Letitia Elizabeth Landon (1802–1838)

The eldest of three children, Letitia Elizabeth Landon was born in Chelsea, London to Catherine and John, a midshipman who, on retirement, became a partner in the army agent Adair’s and Co. The family moved to Trevor Park, a country house in East Barnet, when she was five years old, but reduced circumstances owing to the end of the war and economic difficulties forced the family to return to Fulham, London in 1815, and then to Old Brompton in 1816. Landon showed great promise at an early age, with a prodigious appetite for books and writing, and the move to Old Brompton also brought her a powerful mentor, William Jerdan, the editor of the popular Literary Gazette. He began to publish her poetry, starting with ‘Rome’, on 11 March 1820, signed simply with the initial L. In August 1821, with the financial assistance of her grandmother, she published The Fate of Adelaide: a Swiss Tale of Romance; and other Poems under her full name, but despite favourable notices, the volume did not attract much public attention. Undaunted, she continued to publish in the Literary Gazette, now under the teasingly anonymous initials L. E. L., and Jerdan, who had several children by Landon, appointed her to the powerful position of chief reviewer. Carefully cultivating a fascinating image and gaining in literary fame, Landon intrigued her growing readership.

The Improvisatrice, and other Poems (1824) went into six editions, and her Byronic style attracted the public through its performative self‐fashioning. Landon became a highly sought‐after poet whose improvisatorial method lent itself to the rapid production of accomplished poetry. However, her father’s death in late 1824 led her, like Felicia Hemans and Charlotte Smith, to write to support her remaining family as she contributed to her brother’s education and her mother’s living. A rift between mother and daughter led Landon to move in with her grandmother in 1825, but following her grandmother’s death, she moved into a room in Miss Lance’s school for girls. However, this ‘unusual independence cost the young L. E. L. dear, both in literary “drudgery” and eventually in reputation’.1 Soon, scurrilous rumours began to circulate, particularly about Landon’s relationship with three men: William Jerdan, William Maginn, and Edward Bulwer‐Lytton. Landon was devastated by these attacks on her character, dismissing the rumours as cruel speculation about an impoverished female writer. The press enjoyed giving vent to such gossip even as Landon produced a tremendous amount of poetry and general writing for annuals and journals, with the annuals offering highly lucrative remuneration for authors.

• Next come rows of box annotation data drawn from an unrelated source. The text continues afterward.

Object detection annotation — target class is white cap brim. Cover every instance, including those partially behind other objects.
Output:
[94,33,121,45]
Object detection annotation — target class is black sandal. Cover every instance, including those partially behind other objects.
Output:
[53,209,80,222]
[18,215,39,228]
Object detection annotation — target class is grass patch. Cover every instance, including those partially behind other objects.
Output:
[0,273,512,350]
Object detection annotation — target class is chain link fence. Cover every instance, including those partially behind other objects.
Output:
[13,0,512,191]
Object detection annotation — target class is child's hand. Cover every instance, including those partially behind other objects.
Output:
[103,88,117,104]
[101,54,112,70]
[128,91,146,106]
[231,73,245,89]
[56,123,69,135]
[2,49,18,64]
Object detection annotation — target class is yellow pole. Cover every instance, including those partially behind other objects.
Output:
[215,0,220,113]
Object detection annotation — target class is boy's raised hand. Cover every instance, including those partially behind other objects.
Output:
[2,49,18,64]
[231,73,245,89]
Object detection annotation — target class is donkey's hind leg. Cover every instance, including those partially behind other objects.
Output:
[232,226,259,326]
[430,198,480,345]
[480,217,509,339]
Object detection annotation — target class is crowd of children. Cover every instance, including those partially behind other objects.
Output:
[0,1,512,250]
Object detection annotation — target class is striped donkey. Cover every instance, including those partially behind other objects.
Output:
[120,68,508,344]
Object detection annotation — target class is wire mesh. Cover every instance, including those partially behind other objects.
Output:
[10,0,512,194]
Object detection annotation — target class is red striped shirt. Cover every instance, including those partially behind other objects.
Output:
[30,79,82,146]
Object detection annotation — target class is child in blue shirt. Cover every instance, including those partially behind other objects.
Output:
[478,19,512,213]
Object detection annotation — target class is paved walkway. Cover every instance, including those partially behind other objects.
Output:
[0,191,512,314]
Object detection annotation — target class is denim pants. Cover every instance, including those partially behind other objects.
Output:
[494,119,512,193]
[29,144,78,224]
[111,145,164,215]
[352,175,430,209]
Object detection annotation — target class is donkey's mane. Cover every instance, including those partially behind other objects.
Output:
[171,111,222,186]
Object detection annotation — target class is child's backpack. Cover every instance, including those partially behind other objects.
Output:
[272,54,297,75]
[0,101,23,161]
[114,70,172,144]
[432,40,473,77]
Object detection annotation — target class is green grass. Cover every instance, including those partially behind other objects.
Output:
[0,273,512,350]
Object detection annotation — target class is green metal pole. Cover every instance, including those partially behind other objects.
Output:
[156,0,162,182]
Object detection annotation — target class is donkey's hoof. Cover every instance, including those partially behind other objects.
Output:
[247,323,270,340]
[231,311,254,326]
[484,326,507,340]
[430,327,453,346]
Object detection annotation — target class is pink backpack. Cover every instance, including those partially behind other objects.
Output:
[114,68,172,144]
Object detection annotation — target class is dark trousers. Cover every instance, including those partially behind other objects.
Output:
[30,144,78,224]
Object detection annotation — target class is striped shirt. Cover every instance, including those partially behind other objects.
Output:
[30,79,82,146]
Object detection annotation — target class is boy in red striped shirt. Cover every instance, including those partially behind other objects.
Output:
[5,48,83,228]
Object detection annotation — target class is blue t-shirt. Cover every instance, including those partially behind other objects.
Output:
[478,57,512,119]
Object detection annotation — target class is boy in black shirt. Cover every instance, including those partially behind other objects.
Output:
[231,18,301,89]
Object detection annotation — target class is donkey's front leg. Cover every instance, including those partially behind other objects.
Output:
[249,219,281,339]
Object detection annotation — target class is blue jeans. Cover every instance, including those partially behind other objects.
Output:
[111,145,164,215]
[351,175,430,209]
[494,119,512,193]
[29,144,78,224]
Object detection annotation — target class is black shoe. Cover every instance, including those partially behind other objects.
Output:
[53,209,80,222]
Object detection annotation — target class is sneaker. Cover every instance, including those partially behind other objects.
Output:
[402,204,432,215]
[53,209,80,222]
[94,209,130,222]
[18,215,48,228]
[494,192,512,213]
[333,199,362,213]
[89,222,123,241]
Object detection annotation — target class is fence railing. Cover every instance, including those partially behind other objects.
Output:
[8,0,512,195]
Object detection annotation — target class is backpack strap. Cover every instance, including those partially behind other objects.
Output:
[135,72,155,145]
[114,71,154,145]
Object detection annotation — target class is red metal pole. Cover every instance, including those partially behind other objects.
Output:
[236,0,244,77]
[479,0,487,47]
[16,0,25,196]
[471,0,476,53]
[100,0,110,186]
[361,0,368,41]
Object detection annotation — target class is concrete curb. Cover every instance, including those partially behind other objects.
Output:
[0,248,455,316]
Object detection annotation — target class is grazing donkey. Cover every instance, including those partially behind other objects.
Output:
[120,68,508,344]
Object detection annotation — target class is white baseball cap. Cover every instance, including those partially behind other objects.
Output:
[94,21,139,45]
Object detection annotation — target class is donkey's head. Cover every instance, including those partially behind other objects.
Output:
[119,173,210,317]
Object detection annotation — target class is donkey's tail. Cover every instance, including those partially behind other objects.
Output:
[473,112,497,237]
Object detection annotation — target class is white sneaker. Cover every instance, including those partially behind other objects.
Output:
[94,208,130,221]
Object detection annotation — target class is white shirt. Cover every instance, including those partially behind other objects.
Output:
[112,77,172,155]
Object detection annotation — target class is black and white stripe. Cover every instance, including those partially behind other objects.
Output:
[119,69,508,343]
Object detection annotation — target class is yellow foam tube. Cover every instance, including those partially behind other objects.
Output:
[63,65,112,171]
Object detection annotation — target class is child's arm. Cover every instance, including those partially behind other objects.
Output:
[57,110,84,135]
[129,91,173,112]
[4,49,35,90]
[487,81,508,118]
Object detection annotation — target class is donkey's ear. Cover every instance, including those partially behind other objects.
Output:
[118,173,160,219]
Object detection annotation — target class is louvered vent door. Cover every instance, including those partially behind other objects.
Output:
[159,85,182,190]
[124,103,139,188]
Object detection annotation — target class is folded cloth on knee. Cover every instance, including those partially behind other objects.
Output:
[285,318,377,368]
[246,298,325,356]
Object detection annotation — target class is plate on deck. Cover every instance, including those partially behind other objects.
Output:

Landon’s remarkable pace of work meant she published several volumes of poetry in quick succession – The Troubadour (1825), The Golden Violet (1826), The Venetian Bracelet (1829), The Easter Gift (1832), and The Vow of the Peacock (1835) – but none achieved the sensation of The Improvisatrice, and other Poems. Landon also published novels, Romance and Reality (1831), Francesca Carrera (1834), and Ethel Churchill (1837), which were very different from the poetry and reveal Landon as developing a sardonic voice for her social commentary. In 1834 her engagement with John Forster was broken off because of rumours about her romantic entanglements, and her waning fame made her anxious to find domestic happiness. When she met Captain George McLean, Governor of the Cape Coast Castle in West Africa (now Ghana), in 1837, they quickly became engaged, and married on 7 June 1838. Only two months later, Landon was found dead in Africa with an empty bottle of prussic acid close to hand. Though the doctor declared it an accidental death, biographers remain uncertain as to whether her demise at thirty‐six was the result of suicide or misadventure. Her early and mysterious death meant that Landon’s notoriety continued beyond the grave, and her story became a cautionary tale of the lot of female poets. But Landon’s poetic achievement was far more considerable. Her arch and intelligently seductive poetry deserves the reconsideration it has recently begun to receive.

Source

Glennis Byron, ‘Landon, Letitia Elizabeth (1802–1838)’, Oxford Dictionary of National Biography, Oxford University Press, 2004; online edn, September 2011 [http://www.oxforddnb.com/view/article/15978, accessed 16 April 2015]; Letitia Elizabeth Landon (1802–1838): doi:10.1093/ref:odnb/15978; Alison Chapman, ‘Laetitia Landon’, The Literary Encyclopedia, first published 18 July 2002 [http://www.litencyc.com/php/speople.php?rec=true&UID=5142, accessed 9 April 2015].

Biography

  1. Glennis Stephenson, Letitia Landon: The Woman Behind L.E.L. (Manchester: Manchester University Press, 1995).